Julia Zorn: Die Weltmeisterschaft wurde ja durch die kanadische Provinz Nova Scotia auf Grund der steigenden Zahlen abgesagt. Ob also auch eine Männer-WM in Nova Scotia abgesagt worden wäre lässt sich so gar nicht sagen, dafür hätte sie genau zum selben Zeitpunkt wie die Frauen-WM sein müssen. Fakt ist aber, dass die U18 Jungs WM im Vorfeld in einen anderen Bundesstaat verlegt worden ist und die U20 Junioren WM im Dezember stattgefunden haben.
Welchen Stellenwert besitzt denn das Frauen-Eishockey überhaupt? Und was muss sich verbessern?

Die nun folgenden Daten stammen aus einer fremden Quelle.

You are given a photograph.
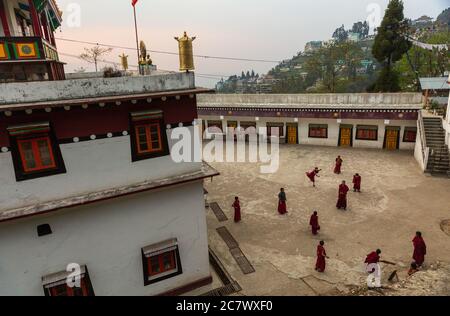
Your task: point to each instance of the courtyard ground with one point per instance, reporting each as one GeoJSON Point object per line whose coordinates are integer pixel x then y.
{"type": "Point", "coordinates": [397, 199]}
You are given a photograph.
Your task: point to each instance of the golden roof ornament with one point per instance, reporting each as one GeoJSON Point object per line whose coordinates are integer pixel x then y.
{"type": "Point", "coordinates": [144, 58]}
{"type": "Point", "coordinates": [124, 61]}
{"type": "Point", "coordinates": [186, 52]}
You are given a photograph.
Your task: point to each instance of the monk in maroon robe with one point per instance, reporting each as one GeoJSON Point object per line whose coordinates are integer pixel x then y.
{"type": "Point", "coordinates": [321, 255]}
{"type": "Point", "coordinates": [312, 175]}
{"type": "Point", "coordinates": [342, 198]}
{"type": "Point", "coordinates": [337, 168]}
{"type": "Point", "coordinates": [357, 183]}
{"type": "Point", "coordinates": [237, 210]}
{"type": "Point", "coordinates": [282, 202]}
{"type": "Point", "coordinates": [420, 249]}
{"type": "Point", "coordinates": [373, 257]}
{"type": "Point", "coordinates": [314, 222]}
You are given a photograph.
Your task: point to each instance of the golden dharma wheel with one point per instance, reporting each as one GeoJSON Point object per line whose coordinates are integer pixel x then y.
{"type": "Point", "coordinates": [186, 52]}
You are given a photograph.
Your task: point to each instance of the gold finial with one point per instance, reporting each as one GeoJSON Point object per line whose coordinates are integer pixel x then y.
{"type": "Point", "coordinates": [124, 61]}
{"type": "Point", "coordinates": [144, 59]}
{"type": "Point", "coordinates": [186, 52]}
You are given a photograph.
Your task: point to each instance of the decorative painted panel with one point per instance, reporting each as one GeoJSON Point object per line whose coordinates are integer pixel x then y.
{"type": "Point", "coordinates": [26, 50]}
{"type": "Point", "coordinates": [4, 52]}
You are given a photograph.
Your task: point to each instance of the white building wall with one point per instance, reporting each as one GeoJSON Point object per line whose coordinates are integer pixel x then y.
{"type": "Point", "coordinates": [108, 237]}
{"type": "Point", "coordinates": [333, 129]}
{"type": "Point", "coordinates": [91, 166]}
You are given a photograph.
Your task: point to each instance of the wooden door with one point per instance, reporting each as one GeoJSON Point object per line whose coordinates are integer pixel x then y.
{"type": "Point", "coordinates": [292, 134]}
{"type": "Point", "coordinates": [391, 139]}
{"type": "Point", "coordinates": [346, 137]}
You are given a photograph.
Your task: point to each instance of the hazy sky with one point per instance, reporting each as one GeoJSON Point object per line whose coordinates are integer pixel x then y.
{"type": "Point", "coordinates": [256, 29]}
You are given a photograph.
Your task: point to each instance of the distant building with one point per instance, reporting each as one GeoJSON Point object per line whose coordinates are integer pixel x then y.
{"type": "Point", "coordinates": [313, 46]}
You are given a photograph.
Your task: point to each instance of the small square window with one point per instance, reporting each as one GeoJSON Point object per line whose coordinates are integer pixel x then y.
{"type": "Point", "coordinates": [410, 134]}
{"type": "Point", "coordinates": [318, 131]}
{"type": "Point", "coordinates": [35, 151]}
{"type": "Point", "coordinates": [148, 136]}
{"type": "Point", "coordinates": [367, 133]}
{"type": "Point", "coordinates": [161, 261]}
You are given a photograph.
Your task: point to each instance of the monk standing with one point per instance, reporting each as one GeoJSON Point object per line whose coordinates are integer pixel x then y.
{"type": "Point", "coordinates": [237, 210]}
{"type": "Point", "coordinates": [282, 202]}
{"type": "Point", "coordinates": [373, 257]}
{"type": "Point", "coordinates": [420, 249]}
{"type": "Point", "coordinates": [342, 198]}
{"type": "Point", "coordinates": [357, 183]}
{"type": "Point", "coordinates": [312, 175]}
{"type": "Point", "coordinates": [314, 222]}
{"type": "Point", "coordinates": [337, 168]}
{"type": "Point", "coordinates": [321, 255]}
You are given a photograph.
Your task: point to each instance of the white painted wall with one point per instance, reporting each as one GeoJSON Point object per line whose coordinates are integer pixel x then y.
{"type": "Point", "coordinates": [91, 166]}
{"type": "Point", "coordinates": [333, 129]}
{"type": "Point", "coordinates": [108, 237]}
{"type": "Point", "coordinates": [25, 92]}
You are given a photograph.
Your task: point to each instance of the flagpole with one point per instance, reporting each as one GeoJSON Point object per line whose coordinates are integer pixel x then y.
{"type": "Point", "coordinates": [137, 38]}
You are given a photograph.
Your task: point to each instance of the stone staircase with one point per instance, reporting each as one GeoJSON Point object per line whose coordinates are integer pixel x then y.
{"type": "Point", "coordinates": [439, 160]}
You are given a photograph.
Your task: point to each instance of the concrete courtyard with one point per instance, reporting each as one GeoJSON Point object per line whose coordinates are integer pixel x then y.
{"type": "Point", "coordinates": [397, 199]}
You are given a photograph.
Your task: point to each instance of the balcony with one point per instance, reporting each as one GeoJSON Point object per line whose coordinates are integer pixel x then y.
{"type": "Point", "coordinates": [30, 48]}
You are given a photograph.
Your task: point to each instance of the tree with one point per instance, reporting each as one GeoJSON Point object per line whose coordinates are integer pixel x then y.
{"type": "Point", "coordinates": [93, 55]}
{"type": "Point", "coordinates": [340, 35]}
{"type": "Point", "coordinates": [390, 45]}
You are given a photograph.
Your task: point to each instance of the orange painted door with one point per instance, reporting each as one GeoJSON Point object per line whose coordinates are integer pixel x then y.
{"type": "Point", "coordinates": [346, 137]}
{"type": "Point", "coordinates": [391, 139]}
{"type": "Point", "coordinates": [292, 134]}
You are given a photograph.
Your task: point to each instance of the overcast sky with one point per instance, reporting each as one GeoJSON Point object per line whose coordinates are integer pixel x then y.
{"type": "Point", "coordinates": [256, 29]}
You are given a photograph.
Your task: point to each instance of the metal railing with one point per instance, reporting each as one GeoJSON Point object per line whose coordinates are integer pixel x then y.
{"type": "Point", "coordinates": [423, 141]}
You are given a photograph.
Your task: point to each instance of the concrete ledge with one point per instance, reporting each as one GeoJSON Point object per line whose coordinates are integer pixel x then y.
{"type": "Point", "coordinates": [46, 207]}
{"type": "Point", "coordinates": [28, 92]}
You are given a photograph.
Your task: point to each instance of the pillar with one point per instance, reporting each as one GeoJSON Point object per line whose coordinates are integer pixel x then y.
{"type": "Point", "coordinates": [4, 20]}
{"type": "Point", "coordinates": [35, 19]}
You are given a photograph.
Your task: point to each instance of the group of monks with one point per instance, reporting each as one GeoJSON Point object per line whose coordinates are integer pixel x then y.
{"type": "Point", "coordinates": [372, 258]}
{"type": "Point", "coordinates": [343, 188]}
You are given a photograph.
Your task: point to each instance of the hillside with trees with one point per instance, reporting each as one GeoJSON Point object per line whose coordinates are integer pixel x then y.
{"type": "Point", "coordinates": [355, 61]}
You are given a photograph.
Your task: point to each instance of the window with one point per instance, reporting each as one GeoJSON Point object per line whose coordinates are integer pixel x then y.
{"type": "Point", "coordinates": [36, 154]}
{"type": "Point", "coordinates": [409, 135]}
{"type": "Point", "coordinates": [367, 133]}
{"type": "Point", "coordinates": [35, 151]}
{"type": "Point", "coordinates": [56, 284]}
{"type": "Point", "coordinates": [161, 261]}
{"type": "Point", "coordinates": [148, 136]}
{"type": "Point", "coordinates": [318, 131]}
{"type": "Point", "coordinates": [278, 129]}
{"type": "Point", "coordinates": [215, 127]}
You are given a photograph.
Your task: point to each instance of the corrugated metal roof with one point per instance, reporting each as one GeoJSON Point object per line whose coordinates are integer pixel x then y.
{"type": "Point", "coordinates": [435, 83]}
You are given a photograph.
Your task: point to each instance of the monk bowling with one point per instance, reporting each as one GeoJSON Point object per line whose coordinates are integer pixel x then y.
{"type": "Point", "coordinates": [282, 202]}
{"type": "Point", "coordinates": [420, 249]}
{"type": "Point", "coordinates": [314, 222]}
{"type": "Point", "coordinates": [357, 183]}
{"type": "Point", "coordinates": [342, 196]}
{"type": "Point", "coordinates": [313, 174]}
{"type": "Point", "coordinates": [337, 167]}
{"type": "Point", "coordinates": [321, 256]}
{"type": "Point", "coordinates": [237, 210]}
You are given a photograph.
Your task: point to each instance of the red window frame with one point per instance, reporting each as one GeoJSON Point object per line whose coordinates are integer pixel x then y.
{"type": "Point", "coordinates": [318, 132]}
{"type": "Point", "coordinates": [160, 261]}
{"type": "Point", "coordinates": [410, 136]}
{"type": "Point", "coordinates": [366, 134]}
{"type": "Point", "coordinates": [36, 154]}
{"type": "Point", "coordinates": [149, 140]}
{"type": "Point", "coordinates": [65, 290]}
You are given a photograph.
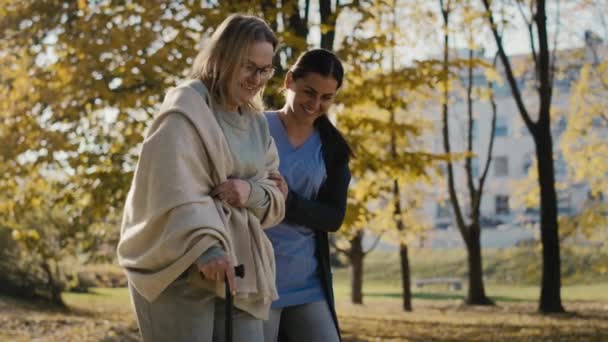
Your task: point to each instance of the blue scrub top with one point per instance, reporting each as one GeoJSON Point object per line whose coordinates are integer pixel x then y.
{"type": "Point", "coordinates": [303, 168]}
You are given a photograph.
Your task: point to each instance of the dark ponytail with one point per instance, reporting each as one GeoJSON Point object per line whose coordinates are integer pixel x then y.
{"type": "Point", "coordinates": [327, 64]}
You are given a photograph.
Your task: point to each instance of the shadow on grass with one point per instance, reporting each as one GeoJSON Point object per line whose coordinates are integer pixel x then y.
{"type": "Point", "coordinates": [439, 296]}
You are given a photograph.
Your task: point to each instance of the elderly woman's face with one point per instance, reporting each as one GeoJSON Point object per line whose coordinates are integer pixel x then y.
{"type": "Point", "coordinates": [254, 72]}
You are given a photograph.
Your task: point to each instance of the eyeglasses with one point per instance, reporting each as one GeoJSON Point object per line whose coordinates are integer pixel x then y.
{"type": "Point", "coordinates": [252, 70]}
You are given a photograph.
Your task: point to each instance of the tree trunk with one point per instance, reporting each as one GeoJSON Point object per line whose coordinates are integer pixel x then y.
{"type": "Point", "coordinates": [356, 262]}
{"type": "Point", "coordinates": [54, 287]}
{"type": "Point", "coordinates": [476, 293]}
{"type": "Point", "coordinates": [405, 278]}
{"type": "Point", "coordinates": [550, 296]}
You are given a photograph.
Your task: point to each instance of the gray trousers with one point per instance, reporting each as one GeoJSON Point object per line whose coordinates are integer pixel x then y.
{"type": "Point", "coordinates": [302, 323]}
{"type": "Point", "coordinates": [185, 313]}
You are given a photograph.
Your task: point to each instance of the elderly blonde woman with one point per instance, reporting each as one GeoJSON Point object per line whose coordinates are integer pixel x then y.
{"type": "Point", "coordinates": [201, 196]}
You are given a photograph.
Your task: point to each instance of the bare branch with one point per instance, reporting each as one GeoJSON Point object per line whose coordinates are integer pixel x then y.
{"type": "Point", "coordinates": [509, 71]}
{"type": "Point", "coordinates": [468, 159]}
{"type": "Point", "coordinates": [445, 11]}
{"type": "Point", "coordinates": [374, 245]}
{"type": "Point", "coordinates": [554, 52]}
{"type": "Point", "coordinates": [545, 88]}
{"type": "Point", "coordinates": [486, 168]}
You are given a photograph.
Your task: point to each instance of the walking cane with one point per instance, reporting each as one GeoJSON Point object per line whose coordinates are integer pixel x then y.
{"type": "Point", "coordinates": [239, 271]}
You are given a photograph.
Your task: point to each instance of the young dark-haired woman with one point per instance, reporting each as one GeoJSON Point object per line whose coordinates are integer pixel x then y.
{"type": "Point", "coordinates": [314, 175]}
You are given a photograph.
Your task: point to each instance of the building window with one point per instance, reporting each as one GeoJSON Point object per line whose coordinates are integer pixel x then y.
{"type": "Point", "coordinates": [443, 210]}
{"type": "Point", "coordinates": [475, 167]}
{"type": "Point", "coordinates": [501, 166]}
{"type": "Point", "coordinates": [502, 127]}
{"type": "Point", "coordinates": [474, 129]}
{"type": "Point", "coordinates": [564, 204]}
{"type": "Point", "coordinates": [526, 164]}
{"type": "Point", "coordinates": [502, 204]}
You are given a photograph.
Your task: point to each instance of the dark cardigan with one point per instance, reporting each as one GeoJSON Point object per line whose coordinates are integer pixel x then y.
{"type": "Point", "coordinates": [323, 214]}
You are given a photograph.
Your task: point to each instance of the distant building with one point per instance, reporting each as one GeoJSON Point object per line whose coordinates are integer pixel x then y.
{"type": "Point", "coordinates": [513, 153]}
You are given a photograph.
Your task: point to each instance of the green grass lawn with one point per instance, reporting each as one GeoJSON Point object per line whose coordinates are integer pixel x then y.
{"type": "Point", "coordinates": [439, 314]}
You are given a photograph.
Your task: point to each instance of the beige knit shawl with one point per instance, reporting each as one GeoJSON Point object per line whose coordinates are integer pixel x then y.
{"type": "Point", "coordinates": [169, 218]}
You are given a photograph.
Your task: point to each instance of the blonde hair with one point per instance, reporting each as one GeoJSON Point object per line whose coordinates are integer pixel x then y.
{"type": "Point", "coordinates": [219, 62]}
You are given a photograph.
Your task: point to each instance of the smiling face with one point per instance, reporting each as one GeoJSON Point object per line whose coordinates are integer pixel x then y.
{"type": "Point", "coordinates": [253, 73]}
{"type": "Point", "coordinates": [310, 96]}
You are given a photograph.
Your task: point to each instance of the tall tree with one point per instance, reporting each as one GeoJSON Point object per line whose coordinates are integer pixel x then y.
{"type": "Point", "coordinates": [540, 129]}
{"type": "Point", "coordinates": [470, 229]}
{"type": "Point", "coordinates": [385, 129]}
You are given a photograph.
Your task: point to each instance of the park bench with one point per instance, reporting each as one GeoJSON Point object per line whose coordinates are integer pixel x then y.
{"type": "Point", "coordinates": [453, 283]}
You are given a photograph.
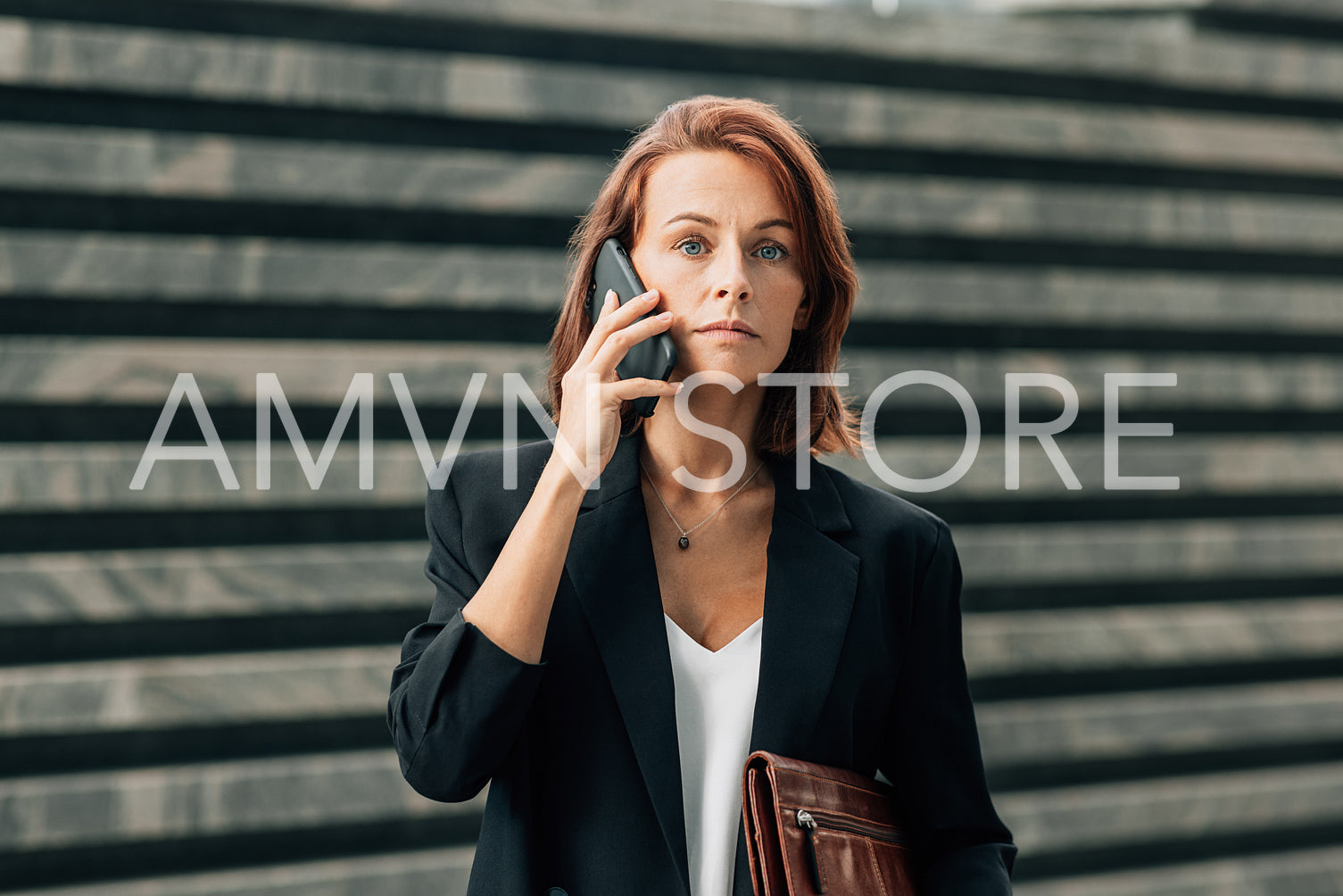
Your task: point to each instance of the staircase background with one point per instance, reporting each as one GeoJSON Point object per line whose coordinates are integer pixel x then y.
{"type": "Point", "coordinates": [192, 680]}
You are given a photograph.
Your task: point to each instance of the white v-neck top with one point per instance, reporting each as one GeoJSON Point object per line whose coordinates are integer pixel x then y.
{"type": "Point", "coordinates": [715, 706]}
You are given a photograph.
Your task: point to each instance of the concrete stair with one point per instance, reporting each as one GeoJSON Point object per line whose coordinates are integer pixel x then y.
{"type": "Point", "coordinates": [194, 678]}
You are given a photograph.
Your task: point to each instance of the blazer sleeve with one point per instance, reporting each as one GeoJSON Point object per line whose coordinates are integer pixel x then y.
{"type": "Point", "coordinates": [458, 700]}
{"type": "Point", "coordinates": [933, 751]}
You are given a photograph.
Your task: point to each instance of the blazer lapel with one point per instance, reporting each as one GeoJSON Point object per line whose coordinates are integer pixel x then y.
{"type": "Point", "coordinates": [808, 597]}
{"type": "Point", "coordinates": [810, 589]}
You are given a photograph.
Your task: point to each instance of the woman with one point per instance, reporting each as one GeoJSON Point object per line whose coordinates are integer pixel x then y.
{"type": "Point", "coordinates": [606, 657]}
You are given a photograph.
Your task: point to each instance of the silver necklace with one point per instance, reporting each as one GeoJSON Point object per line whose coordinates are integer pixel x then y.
{"type": "Point", "coordinates": [685, 534]}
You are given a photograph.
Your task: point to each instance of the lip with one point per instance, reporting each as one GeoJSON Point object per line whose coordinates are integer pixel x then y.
{"type": "Point", "coordinates": [736, 327]}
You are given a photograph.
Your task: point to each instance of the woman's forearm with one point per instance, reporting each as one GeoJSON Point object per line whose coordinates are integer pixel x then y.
{"type": "Point", "coordinates": [512, 606]}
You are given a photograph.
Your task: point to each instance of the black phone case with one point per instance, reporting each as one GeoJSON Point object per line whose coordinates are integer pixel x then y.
{"type": "Point", "coordinates": [653, 358]}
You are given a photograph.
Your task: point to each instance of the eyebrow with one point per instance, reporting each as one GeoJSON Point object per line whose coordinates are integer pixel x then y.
{"type": "Point", "coordinates": [709, 222]}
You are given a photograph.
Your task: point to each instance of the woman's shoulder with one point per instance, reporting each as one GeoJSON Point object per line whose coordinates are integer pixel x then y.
{"type": "Point", "coordinates": [880, 513]}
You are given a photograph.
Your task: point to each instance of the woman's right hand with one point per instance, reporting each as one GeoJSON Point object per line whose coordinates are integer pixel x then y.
{"type": "Point", "coordinates": [617, 329]}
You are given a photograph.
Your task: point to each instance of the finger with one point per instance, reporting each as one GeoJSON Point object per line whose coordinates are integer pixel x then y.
{"type": "Point", "coordinates": [613, 319]}
{"type": "Point", "coordinates": [619, 343]}
{"type": "Point", "coordinates": [638, 387]}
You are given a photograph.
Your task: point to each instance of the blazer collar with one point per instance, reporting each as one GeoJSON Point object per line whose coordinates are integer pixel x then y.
{"type": "Point", "coordinates": [810, 590]}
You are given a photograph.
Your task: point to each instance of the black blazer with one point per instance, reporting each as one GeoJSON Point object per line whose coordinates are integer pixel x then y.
{"type": "Point", "coordinates": [859, 667]}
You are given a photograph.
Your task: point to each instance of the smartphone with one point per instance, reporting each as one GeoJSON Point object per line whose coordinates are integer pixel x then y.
{"type": "Point", "coordinates": [653, 358]}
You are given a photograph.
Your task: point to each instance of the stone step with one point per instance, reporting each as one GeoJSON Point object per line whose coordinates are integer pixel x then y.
{"type": "Point", "coordinates": [211, 800]}
{"type": "Point", "coordinates": [218, 689]}
{"type": "Point", "coordinates": [1206, 465]}
{"type": "Point", "coordinates": [1069, 819]}
{"type": "Point", "coordinates": [1136, 637]}
{"type": "Point", "coordinates": [276, 685]}
{"type": "Point", "coordinates": [1263, 550]}
{"type": "Point", "coordinates": [206, 585]}
{"type": "Point", "coordinates": [128, 369]}
{"type": "Point", "coordinates": [430, 872]}
{"type": "Point", "coordinates": [1161, 51]}
{"type": "Point", "coordinates": [64, 477]}
{"type": "Point", "coordinates": [122, 162]}
{"type": "Point", "coordinates": [1305, 872]}
{"type": "Point", "coordinates": [1148, 725]}
{"type": "Point", "coordinates": [228, 582]}
{"type": "Point", "coordinates": [257, 271]}
{"type": "Point", "coordinates": [154, 63]}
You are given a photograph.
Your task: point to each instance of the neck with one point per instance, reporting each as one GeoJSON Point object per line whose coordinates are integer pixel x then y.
{"type": "Point", "coordinates": [669, 444]}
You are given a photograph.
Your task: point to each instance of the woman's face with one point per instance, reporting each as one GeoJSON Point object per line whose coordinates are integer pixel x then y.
{"type": "Point", "coordinates": [716, 242]}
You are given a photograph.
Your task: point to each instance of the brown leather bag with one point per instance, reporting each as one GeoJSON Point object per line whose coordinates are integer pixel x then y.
{"type": "Point", "coordinates": [818, 829]}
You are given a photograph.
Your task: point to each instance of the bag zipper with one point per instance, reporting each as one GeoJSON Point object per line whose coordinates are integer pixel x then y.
{"type": "Point", "coordinates": [808, 824]}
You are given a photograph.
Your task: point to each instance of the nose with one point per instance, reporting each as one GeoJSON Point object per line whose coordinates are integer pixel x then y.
{"type": "Point", "coordinates": [731, 277]}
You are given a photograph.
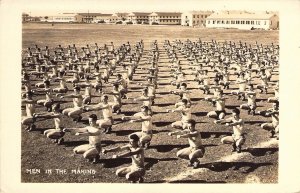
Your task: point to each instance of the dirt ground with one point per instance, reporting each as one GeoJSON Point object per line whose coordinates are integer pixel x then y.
{"type": "Point", "coordinates": [256, 164]}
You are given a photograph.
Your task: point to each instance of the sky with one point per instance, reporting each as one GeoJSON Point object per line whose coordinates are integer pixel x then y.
{"type": "Point", "coordinates": [43, 8]}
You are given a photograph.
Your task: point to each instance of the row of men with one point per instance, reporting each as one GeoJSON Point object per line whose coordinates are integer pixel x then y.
{"type": "Point", "coordinates": [196, 149]}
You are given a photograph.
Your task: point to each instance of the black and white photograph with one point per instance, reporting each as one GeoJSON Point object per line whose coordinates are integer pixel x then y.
{"type": "Point", "coordinates": [151, 92]}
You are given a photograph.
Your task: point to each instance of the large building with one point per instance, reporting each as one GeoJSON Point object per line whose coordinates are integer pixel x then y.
{"type": "Point", "coordinates": [243, 20]}
{"type": "Point", "coordinates": [121, 16]}
{"type": "Point", "coordinates": [195, 18]}
{"type": "Point", "coordinates": [87, 17]}
{"type": "Point", "coordinates": [106, 18]}
{"type": "Point", "coordinates": [165, 18]}
{"type": "Point", "coordinates": [138, 17]}
{"type": "Point", "coordinates": [61, 18]}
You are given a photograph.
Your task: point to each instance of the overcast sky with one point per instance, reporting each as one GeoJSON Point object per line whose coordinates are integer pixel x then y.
{"type": "Point", "coordinates": [42, 8]}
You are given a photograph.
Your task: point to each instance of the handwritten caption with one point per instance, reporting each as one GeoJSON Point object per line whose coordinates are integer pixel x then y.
{"type": "Point", "coordinates": [36, 171]}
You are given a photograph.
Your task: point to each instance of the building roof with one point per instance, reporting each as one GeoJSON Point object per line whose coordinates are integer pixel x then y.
{"type": "Point", "coordinates": [139, 14]}
{"type": "Point", "coordinates": [104, 15]}
{"type": "Point", "coordinates": [64, 15]}
{"type": "Point", "coordinates": [90, 14]}
{"type": "Point", "coordinates": [118, 14]}
{"type": "Point", "coordinates": [166, 14]}
{"type": "Point", "coordinates": [239, 16]}
{"type": "Point", "coordinates": [201, 12]}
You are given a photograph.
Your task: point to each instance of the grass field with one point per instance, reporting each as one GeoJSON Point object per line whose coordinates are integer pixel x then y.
{"type": "Point", "coordinates": [257, 163]}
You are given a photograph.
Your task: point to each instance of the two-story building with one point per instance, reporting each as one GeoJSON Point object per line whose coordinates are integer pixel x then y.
{"type": "Point", "coordinates": [195, 18]}
{"type": "Point", "coordinates": [138, 17]}
{"type": "Point", "coordinates": [165, 18]}
{"type": "Point", "coordinates": [87, 17]}
{"type": "Point", "coordinates": [243, 20]}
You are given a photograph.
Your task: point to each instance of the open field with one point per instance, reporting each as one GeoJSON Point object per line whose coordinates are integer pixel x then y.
{"type": "Point", "coordinates": [257, 163]}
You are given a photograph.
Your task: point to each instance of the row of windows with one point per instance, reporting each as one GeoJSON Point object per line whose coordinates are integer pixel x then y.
{"type": "Point", "coordinates": [167, 20]}
{"type": "Point", "coordinates": [64, 18]}
{"type": "Point", "coordinates": [202, 16]}
{"type": "Point", "coordinates": [141, 16]}
{"type": "Point", "coordinates": [238, 22]}
{"type": "Point", "coordinates": [197, 22]}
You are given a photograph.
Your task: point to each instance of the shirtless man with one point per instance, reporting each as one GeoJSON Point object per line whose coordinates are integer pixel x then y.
{"type": "Point", "coordinates": [76, 111]}
{"type": "Point", "coordinates": [48, 101]}
{"type": "Point", "coordinates": [186, 114]}
{"type": "Point", "coordinates": [145, 135]}
{"type": "Point", "coordinates": [117, 103]}
{"type": "Point", "coordinates": [273, 127]}
{"type": "Point", "coordinates": [219, 101]}
{"type": "Point", "coordinates": [183, 93]}
{"type": "Point", "coordinates": [92, 150]}
{"type": "Point", "coordinates": [57, 133]}
{"type": "Point", "coordinates": [196, 149]}
{"type": "Point", "coordinates": [237, 139]}
{"type": "Point", "coordinates": [135, 172]}
{"type": "Point", "coordinates": [147, 101]}
{"type": "Point", "coordinates": [242, 87]}
{"type": "Point", "coordinates": [107, 121]}
{"type": "Point", "coordinates": [251, 101]}
{"type": "Point", "coordinates": [28, 120]}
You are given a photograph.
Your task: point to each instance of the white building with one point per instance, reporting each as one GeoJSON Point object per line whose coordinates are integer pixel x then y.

Julia Zorn: Der Stellenwert ist die letzten Jahre gestiegen, international und auch in Deutschland. Was sich für den Sport im Allgemeinen noch verbessern kann ist aber die Bühne, die den Spielerinnen geboten wird. Sichtbarkeit, Länder sowie Medien übergreifend, damit man auch junge Spielerinnen für den Sport begeistern kann, ihnen eine Zukunft bieten kann. Aber auch um allen anderen zu zeigen, wer wir sind, was wir so draufhaben und wie viel Skill, Leistung und Leidenschaft in jeder Frauenmannschaft steckt. Bei uns trifft man leider immer noch so viele Leute die sagen: „Fraueneishockey? Wusste ich gar nicht, dass es das gibt“ … Es wäre also grandios, wenn sich in zehn Jahren keine Frau mehr erklären muss, wenn sie sagt, dass sie Eishockey-Profi sei.
Die Proteste der weltweiten Spielerinnen wurden gehört, die Weltmeisterschaft wird vom 20. bis 31. August in Kanada nachgeholt. Ist dies ein Sieg?
Julia Zorn: Ich würde hier nicht von einem Sieg sprechen. Vielmehr geht es doch darum, dass Spielerinnen die Chance bekommen sich international zu beweisen und mit den Besten der Welt zu messen. Wir Spielerinnen sind aber sehr froh, dass ein Ersatztermin gefunden wurde und dieser auch zeitnah bekannt gegeben wurde. Denn alles was wir wollen ist Eishockey spielen.
Was bedeutet solch eine Verschiebung um Monate eigentlich für Sie, mit Blick auf Training und Form?
Julia Zorn: Das ist schon nicht ganz so einfach. Schließlich hat man das Jahr über so trainiert, um am Ende der Saison bei seiner maximalen Leistung zu sein. Aber letztendlich geht es allen Athleten ja gleich und es gilt das Beste daraus zu machen. Eine WM im August ist eine neue Herausforderung, der wir uns gerne stellen.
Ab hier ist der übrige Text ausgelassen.